2010 Housing Market Supply And Demand
By admin on September 1st, 2010How are buyers viewing the current housing market? With the sudden turn of the economy, buyers are now in control with the historically low interest rates and supply exceeding demand in the current housing market. Gone are the days when sellers had buyers wrapped around their finger.
Has it truly become a buyer’s market?
Everyone agrees it is a buyer’s market. Buyers are constantly looking for their perfect home at the perfect price. They search for the bargain of their dreams while the sellers hope to keep their shirts.

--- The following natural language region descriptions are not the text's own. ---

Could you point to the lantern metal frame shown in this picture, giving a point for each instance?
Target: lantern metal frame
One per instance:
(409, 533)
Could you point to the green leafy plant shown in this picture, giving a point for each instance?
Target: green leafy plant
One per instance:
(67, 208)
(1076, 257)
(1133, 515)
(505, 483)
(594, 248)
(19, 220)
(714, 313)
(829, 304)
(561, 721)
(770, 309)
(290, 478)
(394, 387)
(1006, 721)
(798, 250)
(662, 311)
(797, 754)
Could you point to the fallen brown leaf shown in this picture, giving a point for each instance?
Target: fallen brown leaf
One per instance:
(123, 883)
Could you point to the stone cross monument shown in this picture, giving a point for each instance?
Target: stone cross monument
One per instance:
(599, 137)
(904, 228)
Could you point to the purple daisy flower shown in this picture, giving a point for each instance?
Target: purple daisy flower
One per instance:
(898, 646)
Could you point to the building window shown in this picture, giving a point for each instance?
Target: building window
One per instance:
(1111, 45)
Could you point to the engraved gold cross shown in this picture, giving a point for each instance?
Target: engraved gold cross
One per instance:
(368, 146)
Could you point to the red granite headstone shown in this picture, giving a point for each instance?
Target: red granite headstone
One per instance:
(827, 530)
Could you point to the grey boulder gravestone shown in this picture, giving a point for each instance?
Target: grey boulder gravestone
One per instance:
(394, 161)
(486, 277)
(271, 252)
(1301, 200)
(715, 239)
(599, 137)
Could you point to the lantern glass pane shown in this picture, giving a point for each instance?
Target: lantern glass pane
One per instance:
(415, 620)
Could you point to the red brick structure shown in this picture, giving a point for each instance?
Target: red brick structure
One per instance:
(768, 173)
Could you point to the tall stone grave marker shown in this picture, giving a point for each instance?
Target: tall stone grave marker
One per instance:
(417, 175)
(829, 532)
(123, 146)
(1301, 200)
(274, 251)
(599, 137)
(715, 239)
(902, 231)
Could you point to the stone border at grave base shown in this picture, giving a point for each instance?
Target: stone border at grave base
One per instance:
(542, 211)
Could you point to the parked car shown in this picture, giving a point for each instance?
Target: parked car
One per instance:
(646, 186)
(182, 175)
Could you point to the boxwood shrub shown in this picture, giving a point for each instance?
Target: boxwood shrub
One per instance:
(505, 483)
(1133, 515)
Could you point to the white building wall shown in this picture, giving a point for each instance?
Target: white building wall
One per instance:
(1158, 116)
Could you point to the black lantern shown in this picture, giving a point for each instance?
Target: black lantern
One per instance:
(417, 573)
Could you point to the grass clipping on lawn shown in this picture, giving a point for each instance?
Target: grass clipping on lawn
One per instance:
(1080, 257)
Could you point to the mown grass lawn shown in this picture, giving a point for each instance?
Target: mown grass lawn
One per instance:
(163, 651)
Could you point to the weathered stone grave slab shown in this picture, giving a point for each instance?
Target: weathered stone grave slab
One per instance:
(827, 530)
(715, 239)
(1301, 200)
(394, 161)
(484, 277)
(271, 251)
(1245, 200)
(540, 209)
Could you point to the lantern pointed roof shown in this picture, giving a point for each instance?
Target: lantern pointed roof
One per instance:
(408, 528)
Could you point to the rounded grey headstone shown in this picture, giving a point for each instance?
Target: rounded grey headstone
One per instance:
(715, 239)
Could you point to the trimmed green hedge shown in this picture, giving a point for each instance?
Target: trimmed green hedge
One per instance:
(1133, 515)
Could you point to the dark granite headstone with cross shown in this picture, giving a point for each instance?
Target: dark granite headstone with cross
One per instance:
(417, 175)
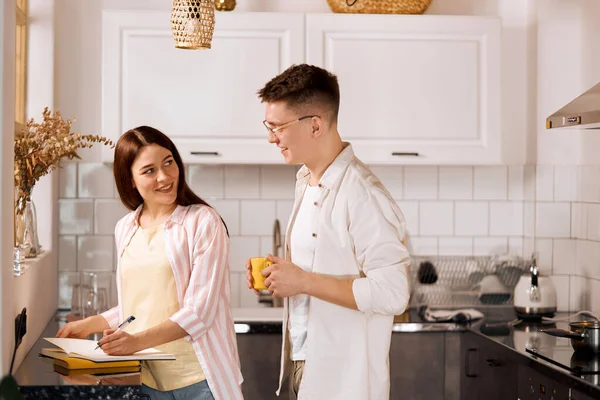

Many people expected a pitch in the housing market after the tax credit of $8,000 expired, but no one was able to foresee the calamity that happened. The housing market began to drop immediately after the tax credit was unavailable.
The National Association of Home Builders/Wells Fargo Housing Market Index showed every United States region had lower sales in June compared to May 2010.
Builders were also affected greatly by this shift. Home builders are leery of unstable appraisal practices, rivalry with short sales and foreclosures, and trouble getting financing for production of homes. According to David Streitfield’s article on June 16, 2010 in the New York Times, new home construction in May 2010 took a nose dive of 17% from April!
Buyers are throwing their weight around at closing negotiations and so are making exceedingly low offers. They believe that all sellers are only selling out of desperation. Buyers view buying during the decline in the housing market is simply being intelligent. The sellers view it as taking full advantage of their disadvantage.
Cindy of Evergreen, CO has decided to rent her home rather than take a low-ball offer. Although for most times are frantic, she has her bar set on how low she will negotiate..
However, a buyer in Chicago found a house he liked for $539,000 and offered $500,000. Before the deal was complete the inspector mentioned he would have to replace the windows eventually. The buyer used this as leverage to get another $10,000 out of the deal.
If the sellers had not compromised, the buyer stated that he would have just walked away from the deal. The buyer said he had the position in the sale and had a lot of options in this market. In the current housing market and supply exceeding demand, he was correct in his thinking. It is not a unique strategy for the negotiators of the buyer to make a reasonable offer to the sellers, and then renegotiate when the inspectors have had their say.
A good seller’s agent should prepare their sellers for this possibility. If not, the sellers may fell humilated and upset. A quality buyer’s agent will also be aware of this. Many deals are falling through at the last minute. In a normal stable market the average of last minute deal breakers is 5%. In Sacramento, CA Mike Lyon of Lyon Real Estate estimates that 15-17% fall apart during closing in 2010.
However, it is helpful to keep the perspective that overall sales are increased from May of last year. The National Association of Realtors said sales were up 2.7% this May from May of 2009.
Everything works in cycles, and it is anyone’s guess as to how long it will take this buyer’s cycle to complete.